OpenSSL 1.0 + SNI + curl = interoperability #fail
I was messing around with a new install of Apache 2.4.3 with the new OpenSSL library and ran into an interesting problem. MokaFive Player would fail to connect to my Apache server, but I could connect fine from my web browser. libcurl was returning CURLE_SSL_CONNECT_ERROR (which had this mildly entertaining and uninformative message: "wrong when connecting with SSL"). The SSL certs and ciphers were all set up correctly, so what gives?

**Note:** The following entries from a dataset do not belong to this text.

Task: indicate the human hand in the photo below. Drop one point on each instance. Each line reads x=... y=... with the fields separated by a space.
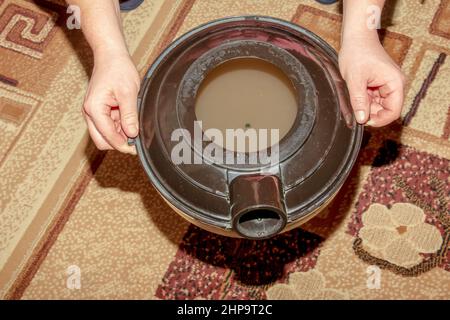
x=375 y=82
x=110 y=105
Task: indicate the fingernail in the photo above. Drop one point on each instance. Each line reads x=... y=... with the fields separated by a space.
x=360 y=115
x=348 y=119
x=133 y=129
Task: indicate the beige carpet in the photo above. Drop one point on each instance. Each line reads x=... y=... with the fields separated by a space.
x=68 y=210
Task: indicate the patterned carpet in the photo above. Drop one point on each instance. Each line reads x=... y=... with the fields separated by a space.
x=68 y=209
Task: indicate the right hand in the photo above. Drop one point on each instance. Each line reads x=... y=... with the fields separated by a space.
x=110 y=105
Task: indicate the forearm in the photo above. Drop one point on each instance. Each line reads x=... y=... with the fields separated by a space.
x=357 y=21
x=101 y=25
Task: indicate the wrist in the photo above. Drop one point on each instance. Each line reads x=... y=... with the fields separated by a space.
x=109 y=51
x=360 y=37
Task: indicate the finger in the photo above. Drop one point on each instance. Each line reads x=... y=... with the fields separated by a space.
x=99 y=141
x=127 y=99
x=357 y=88
x=392 y=95
x=104 y=124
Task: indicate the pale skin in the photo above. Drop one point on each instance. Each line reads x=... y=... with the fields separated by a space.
x=374 y=81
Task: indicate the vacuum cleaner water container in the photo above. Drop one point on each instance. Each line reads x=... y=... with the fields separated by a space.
x=237 y=197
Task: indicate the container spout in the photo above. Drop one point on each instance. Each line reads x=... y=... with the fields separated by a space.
x=257 y=209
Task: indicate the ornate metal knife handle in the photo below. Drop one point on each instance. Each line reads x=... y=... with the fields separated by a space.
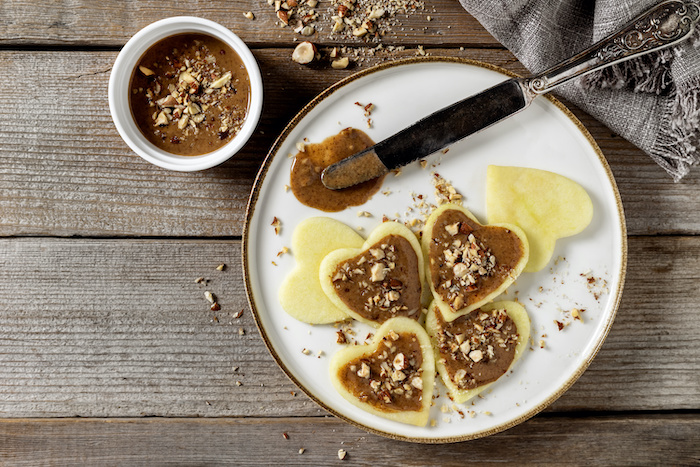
x=662 y=26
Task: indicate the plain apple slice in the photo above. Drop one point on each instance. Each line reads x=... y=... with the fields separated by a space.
x=379 y=281
x=301 y=294
x=476 y=349
x=547 y=206
x=469 y=264
x=391 y=377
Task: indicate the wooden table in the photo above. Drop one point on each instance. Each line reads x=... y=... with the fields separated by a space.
x=108 y=352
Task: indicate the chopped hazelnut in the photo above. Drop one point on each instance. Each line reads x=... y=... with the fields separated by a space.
x=476 y=355
x=340 y=64
x=304 y=53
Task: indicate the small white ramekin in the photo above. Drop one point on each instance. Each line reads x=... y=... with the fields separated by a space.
x=119 y=93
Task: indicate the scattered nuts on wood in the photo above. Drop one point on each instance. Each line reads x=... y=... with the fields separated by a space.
x=304 y=53
x=221 y=82
x=340 y=64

I turned on cURL verbose logging to see what was the matter, and saw this error line:
error:14077458:SSL routines:SSL23_GET_SERVER_HELLO:reason(1112)
What's that? Decoding the "1112" reason means this is a TLS Alert with Level 1 (Warning) and Code 112 (Unrecognized name).
This gets into the SSL "SNI" (Server Name Indication) feature, which is a nifty recent extension to SSL where the client sends the name of the host it is trying to connect to at the start of the SSL handshake process. This is really useful because it allows you to run different virtual hosts on the same IP address and port. At connection time, the server can look at what host the client is connecting to and present the correct certificate. Even cooler, proxies and load balancers can look at the SNI name and just forward the raw socket traffic to the appropriate server. The proxy/load balancer doesn't need to terminate the SSL connection - the SSL connection can terminate at the real server, which is much nicer.
Before SNI, people would do this with HTTP "Host" headers. But SNI is much better because you don't need to decode HTTP headers (which requires terminating the SSL connection to read and parse the headers). And of course without SNI the server can't present the right certificate during SSL negotiation because it doesn't know which certificate you want until after you establish the connection and read the Host header.
Anyway, why does this fail with cURL and not with any browser? It turns out to be a strange interaction between different OpenSSL versions, cURL, and Apache. Basically, when you are using cURL compiled with OpenSSL >=0.9.8g but <1.0 and are connecting to an server with OpenSSL >=1.0, *and* the hostname sent via SNI does not match what the server expects, the server will return an advisory warning "unrecognized name", but the server will continue to process the request anyway using the default virtual host definition. Every client on the planet except cURL will ignore the advisory warning and keep going. But cURL will fail the connection.
There are a few workarounds, however. If you tell cURL explicitly what SSL version to use when connecting, it won't send an SNI header so the connection will work fine. Also, if you change your Apache server configuration by adding a ServerName/ServerAlias that matches what the client sends, the server will no longer send the 1112 warning and you won't trigger the bug. This second workaround is the one I implemented.
So whose fault is it? One could argue this is an OpenSSL bug because they changed the protocol in an incompatible way between different OpenSSL versions, so old clients will return a new warning code when connecting with newer servers. But to me, the fault clearly lies with cURL. Every other client ignores the SNI warning. cURL is the only one that fails. The cURL author knows about the problem but does not seem interested in fixing it, insisting this is a bug in OpenSSL or Apache.
Who loses in this finger-pointing? People who use cURL and want to connect to web servers running newer versions of SSL. So it really makes no sense.
SSL is one of those fundamental things you assume "just works", and you shouldn't have to worry about version mismatch or interoperability. It is designed to be backward compatible and negotiate ciphers, protocol versions, certificates, etc. Unfortunately that is not the case. So a big ol' #fail to OpenSSL and cURL for screwing up SSL interoperability!